Résumé de la décision
Mme B A a contesté la décision du 12 octobre 2023 par laquelle le département de l'Essonne a maintenu un indu de revenu de solidarité active d'un montant de 8 238,28 euros. Elle a demandé l'annulation de cette décision et une remise totale de sa dette, invoquant des raisons de bonne foi, de surendettement et des difficultés personnelles. Le tribunal a rejeté sa requête pour irrecevabilité, considérant qu'elle n'avait pas respecté les exigences de l'article R. 411-1 du code de justice administrative, en ne présentant pas d'exposé des moyens de droit.
Arguments pertinents
1. Irrecevabilité de la requête : Le tribunal a souligné que Mme A n'a pas développé de moyens de droit dans sa requête initiale, ce qui est requis par l'article R. 411-1 du code de justice administrative. La décision précise que "la requête ne contient l'exposé d'aucun moyen" et qu'elle ne peut pas être régularisée par un mémoire ultérieur.

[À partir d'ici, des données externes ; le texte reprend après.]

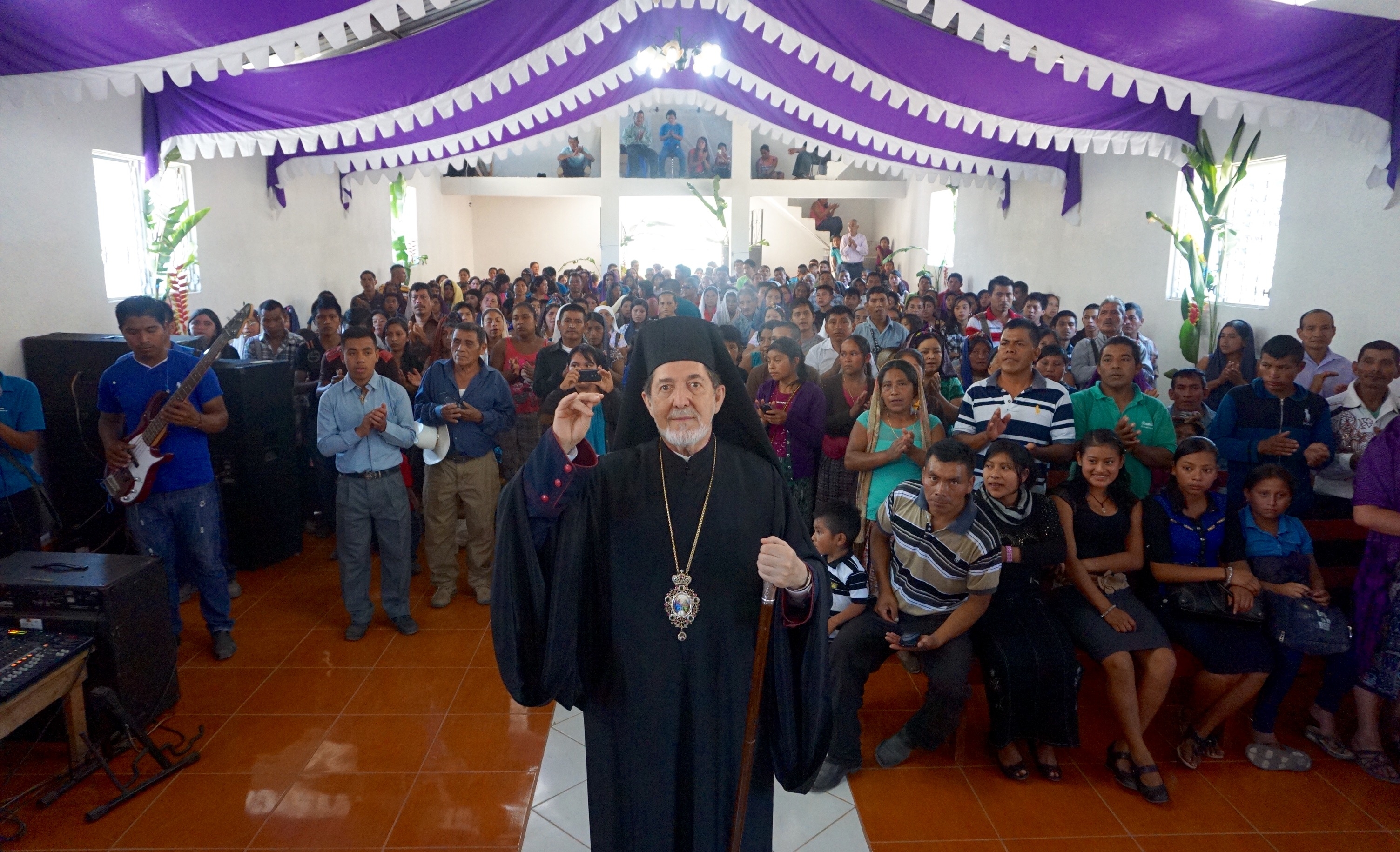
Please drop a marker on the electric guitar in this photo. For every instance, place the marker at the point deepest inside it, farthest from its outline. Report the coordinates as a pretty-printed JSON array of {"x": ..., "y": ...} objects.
[{"x": 132, "y": 483}]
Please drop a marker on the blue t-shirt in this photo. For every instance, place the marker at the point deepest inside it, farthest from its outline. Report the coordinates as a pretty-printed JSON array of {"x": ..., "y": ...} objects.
[
  {"x": 128, "y": 387},
  {"x": 1292, "y": 538},
  {"x": 21, "y": 412}
]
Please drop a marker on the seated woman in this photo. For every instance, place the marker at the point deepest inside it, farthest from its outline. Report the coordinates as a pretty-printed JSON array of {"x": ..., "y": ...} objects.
[
  {"x": 942, "y": 389},
  {"x": 796, "y": 413},
  {"x": 1102, "y": 525},
  {"x": 1280, "y": 555},
  {"x": 1191, "y": 538},
  {"x": 583, "y": 364},
  {"x": 849, "y": 394},
  {"x": 208, "y": 327},
  {"x": 698, "y": 161},
  {"x": 976, "y": 364},
  {"x": 889, "y": 443},
  {"x": 1377, "y": 507},
  {"x": 1030, "y": 669}
]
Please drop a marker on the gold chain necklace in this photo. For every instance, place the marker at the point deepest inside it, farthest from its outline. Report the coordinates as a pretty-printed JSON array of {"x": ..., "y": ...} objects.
[{"x": 682, "y": 604}]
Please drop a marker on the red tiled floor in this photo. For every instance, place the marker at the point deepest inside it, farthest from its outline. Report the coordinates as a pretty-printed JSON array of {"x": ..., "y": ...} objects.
[
  {"x": 465, "y": 809},
  {"x": 413, "y": 742}
]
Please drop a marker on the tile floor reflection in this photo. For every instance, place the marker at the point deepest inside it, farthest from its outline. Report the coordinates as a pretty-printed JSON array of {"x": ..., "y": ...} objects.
[
  {"x": 412, "y": 743},
  {"x": 559, "y": 809}
]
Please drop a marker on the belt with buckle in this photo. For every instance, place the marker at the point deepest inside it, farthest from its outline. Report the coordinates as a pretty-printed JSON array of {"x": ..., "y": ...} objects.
[{"x": 373, "y": 475}]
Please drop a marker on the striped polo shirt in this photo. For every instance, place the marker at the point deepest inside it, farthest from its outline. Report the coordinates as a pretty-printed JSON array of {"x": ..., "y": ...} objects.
[
  {"x": 934, "y": 571},
  {"x": 1041, "y": 415}
]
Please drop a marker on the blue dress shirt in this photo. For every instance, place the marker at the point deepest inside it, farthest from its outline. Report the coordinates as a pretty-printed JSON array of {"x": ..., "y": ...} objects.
[
  {"x": 343, "y": 409},
  {"x": 488, "y": 392}
]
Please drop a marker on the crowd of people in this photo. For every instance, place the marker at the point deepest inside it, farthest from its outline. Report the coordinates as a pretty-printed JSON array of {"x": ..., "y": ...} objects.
[{"x": 988, "y": 476}]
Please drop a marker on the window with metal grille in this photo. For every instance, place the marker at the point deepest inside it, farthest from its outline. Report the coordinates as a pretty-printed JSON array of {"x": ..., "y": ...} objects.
[{"x": 1249, "y": 252}]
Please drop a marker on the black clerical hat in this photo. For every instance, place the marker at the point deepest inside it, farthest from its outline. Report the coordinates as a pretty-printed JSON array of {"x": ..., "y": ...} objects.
[{"x": 689, "y": 339}]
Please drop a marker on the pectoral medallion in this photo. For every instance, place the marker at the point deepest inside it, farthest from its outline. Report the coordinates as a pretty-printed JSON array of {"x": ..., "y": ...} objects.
[{"x": 682, "y": 604}]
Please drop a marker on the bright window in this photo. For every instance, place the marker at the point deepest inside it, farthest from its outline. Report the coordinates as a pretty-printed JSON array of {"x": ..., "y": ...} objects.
[
  {"x": 942, "y": 216},
  {"x": 671, "y": 230},
  {"x": 1249, "y": 252},
  {"x": 127, "y": 263}
]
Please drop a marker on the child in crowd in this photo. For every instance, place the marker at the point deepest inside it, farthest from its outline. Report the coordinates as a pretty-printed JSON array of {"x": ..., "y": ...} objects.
[
  {"x": 834, "y": 534},
  {"x": 1053, "y": 364},
  {"x": 1281, "y": 556}
]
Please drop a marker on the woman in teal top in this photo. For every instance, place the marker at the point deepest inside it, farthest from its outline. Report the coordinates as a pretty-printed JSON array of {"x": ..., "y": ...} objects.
[{"x": 895, "y": 448}]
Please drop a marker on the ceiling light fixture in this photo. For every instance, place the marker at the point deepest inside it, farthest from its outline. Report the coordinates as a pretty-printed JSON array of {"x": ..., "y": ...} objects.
[{"x": 677, "y": 56}]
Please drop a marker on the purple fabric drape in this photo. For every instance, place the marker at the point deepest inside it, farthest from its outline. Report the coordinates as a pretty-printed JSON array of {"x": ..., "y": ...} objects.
[
  {"x": 1292, "y": 51},
  {"x": 1249, "y": 45},
  {"x": 61, "y": 35}
]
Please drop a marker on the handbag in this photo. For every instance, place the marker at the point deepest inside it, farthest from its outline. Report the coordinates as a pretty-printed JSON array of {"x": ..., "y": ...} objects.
[
  {"x": 1212, "y": 599},
  {"x": 1305, "y": 626}
]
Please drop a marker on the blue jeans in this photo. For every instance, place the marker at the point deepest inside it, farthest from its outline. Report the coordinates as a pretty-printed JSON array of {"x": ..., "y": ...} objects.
[
  {"x": 1339, "y": 675},
  {"x": 185, "y": 528},
  {"x": 378, "y": 507}
]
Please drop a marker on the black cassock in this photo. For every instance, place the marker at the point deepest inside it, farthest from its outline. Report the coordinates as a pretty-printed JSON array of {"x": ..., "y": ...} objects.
[{"x": 583, "y": 567}]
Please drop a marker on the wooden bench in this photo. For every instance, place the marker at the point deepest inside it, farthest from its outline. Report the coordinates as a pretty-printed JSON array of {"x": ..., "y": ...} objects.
[{"x": 66, "y": 683}]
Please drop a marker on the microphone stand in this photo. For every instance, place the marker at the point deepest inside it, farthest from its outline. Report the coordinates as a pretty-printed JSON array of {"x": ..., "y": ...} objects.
[{"x": 751, "y": 726}]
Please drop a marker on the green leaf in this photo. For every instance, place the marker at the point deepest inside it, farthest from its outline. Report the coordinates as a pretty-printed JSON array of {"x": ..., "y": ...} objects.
[{"x": 1191, "y": 341}]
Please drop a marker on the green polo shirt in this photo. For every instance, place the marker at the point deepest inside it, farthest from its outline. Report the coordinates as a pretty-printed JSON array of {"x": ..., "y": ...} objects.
[{"x": 1095, "y": 410}]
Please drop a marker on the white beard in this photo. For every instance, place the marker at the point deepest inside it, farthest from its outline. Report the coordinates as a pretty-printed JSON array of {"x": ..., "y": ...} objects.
[{"x": 687, "y": 440}]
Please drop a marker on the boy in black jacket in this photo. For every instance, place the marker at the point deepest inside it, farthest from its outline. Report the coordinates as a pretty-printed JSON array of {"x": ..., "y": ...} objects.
[{"x": 1273, "y": 419}]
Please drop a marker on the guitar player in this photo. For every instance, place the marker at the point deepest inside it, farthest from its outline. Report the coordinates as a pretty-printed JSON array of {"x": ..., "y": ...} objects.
[{"x": 181, "y": 519}]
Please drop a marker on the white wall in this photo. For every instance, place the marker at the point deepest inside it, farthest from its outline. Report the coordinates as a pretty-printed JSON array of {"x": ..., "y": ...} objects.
[
  {"x": 1338, "y": 248},
  {"x": 510, "y": 233}
]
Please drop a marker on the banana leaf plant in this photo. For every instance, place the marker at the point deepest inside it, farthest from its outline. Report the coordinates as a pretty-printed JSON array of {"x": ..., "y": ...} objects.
[
  {"x": 1205, "y": 261},
  {"x": 164, "y": 235},
  {"x": 401, "y": 244},
  {"x": 716, "y": 209}
]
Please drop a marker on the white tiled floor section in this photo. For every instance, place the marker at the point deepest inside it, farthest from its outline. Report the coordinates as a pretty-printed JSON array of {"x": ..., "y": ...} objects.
[{"x": 559, "y": 813}]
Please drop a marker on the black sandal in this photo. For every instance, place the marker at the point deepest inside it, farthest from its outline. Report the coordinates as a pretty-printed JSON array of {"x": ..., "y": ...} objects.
[
  {"x": 1048, "y": 771},
  {"x": 1123, "y": 777},
  {"x": 1199, "y": 748},
  {"x": 1156, "y": 794},
  {"x": 1016, "y": 771}
]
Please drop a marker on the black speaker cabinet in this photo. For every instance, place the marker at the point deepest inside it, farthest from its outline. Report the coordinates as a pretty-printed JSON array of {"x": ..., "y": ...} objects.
[
  {"x": 256, "y": 463},
  {"x": 122, "y": 602}
]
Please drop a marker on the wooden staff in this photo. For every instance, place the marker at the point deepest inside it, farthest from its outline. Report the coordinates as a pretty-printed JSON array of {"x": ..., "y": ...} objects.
[{"x": 751, "y": 726}]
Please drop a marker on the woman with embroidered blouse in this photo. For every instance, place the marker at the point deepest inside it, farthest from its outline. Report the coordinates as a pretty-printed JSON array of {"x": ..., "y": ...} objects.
[
  {"x": 1030, "y": 669},
  {"x": 1193, "y": 539}
]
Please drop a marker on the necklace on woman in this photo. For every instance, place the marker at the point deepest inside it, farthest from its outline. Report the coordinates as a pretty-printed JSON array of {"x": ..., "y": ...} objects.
[{"x": 682, "y": 604}]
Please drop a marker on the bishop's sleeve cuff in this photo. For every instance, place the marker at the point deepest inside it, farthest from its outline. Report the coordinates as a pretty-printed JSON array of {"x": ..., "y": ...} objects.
[
  {"x": 797, "y": 613},
  {"x": 549, "y": 475}
]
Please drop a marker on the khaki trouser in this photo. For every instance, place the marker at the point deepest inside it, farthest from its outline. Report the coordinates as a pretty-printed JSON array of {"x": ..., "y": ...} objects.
[{"x": 471, "y": 486}]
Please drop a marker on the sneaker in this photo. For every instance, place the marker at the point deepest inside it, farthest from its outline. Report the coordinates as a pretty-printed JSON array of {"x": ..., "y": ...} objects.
[
  {"x": 829, "y": 776},
  {"x": 224, "y": 645},
  {"x": 894, "y": 752}
]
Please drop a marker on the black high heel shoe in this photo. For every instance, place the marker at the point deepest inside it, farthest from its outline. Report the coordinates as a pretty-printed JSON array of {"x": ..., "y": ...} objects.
[
  {"x": 1157, "y": 794},
  {"x": 1016, "y": 771}
]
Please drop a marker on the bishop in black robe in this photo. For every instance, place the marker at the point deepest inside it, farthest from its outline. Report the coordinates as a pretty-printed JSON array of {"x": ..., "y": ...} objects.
[{"x": 584, "y": 563}]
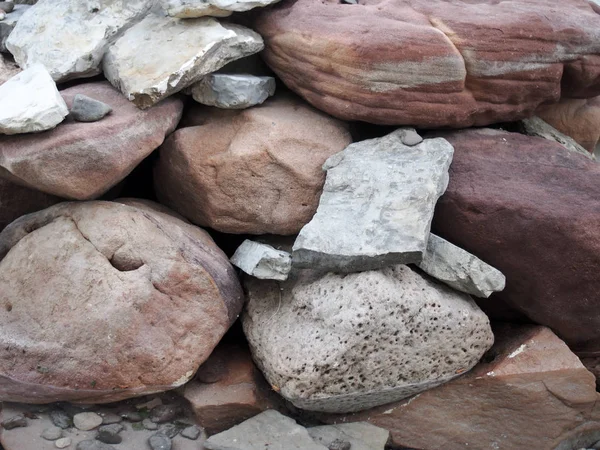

2. Absence de déclaration de changement de situation : Le tribunal a fait référence à l'enquête qui a révélé que Mme A n'avait pas déclaré des changements de situation professionnelle et des revenus perçus, ce qui justifie le maintien de l'indu. Le rapport du 2 juin 2022 a été déterminant pour établir cette absence de déclaration.
3. Moyens de défense insuffisants : Bien que Mme A ait mentionné son surendettement et sa bonne foi, le tribunal a noté que ces arguments n'étaient pas suffisamment détaillés pour permettre une appréciation du bien-fondé de sa demande. Le jugement indique que "ce moyen n'est, en tout état de cause, pas assorti des précisions suffisantes".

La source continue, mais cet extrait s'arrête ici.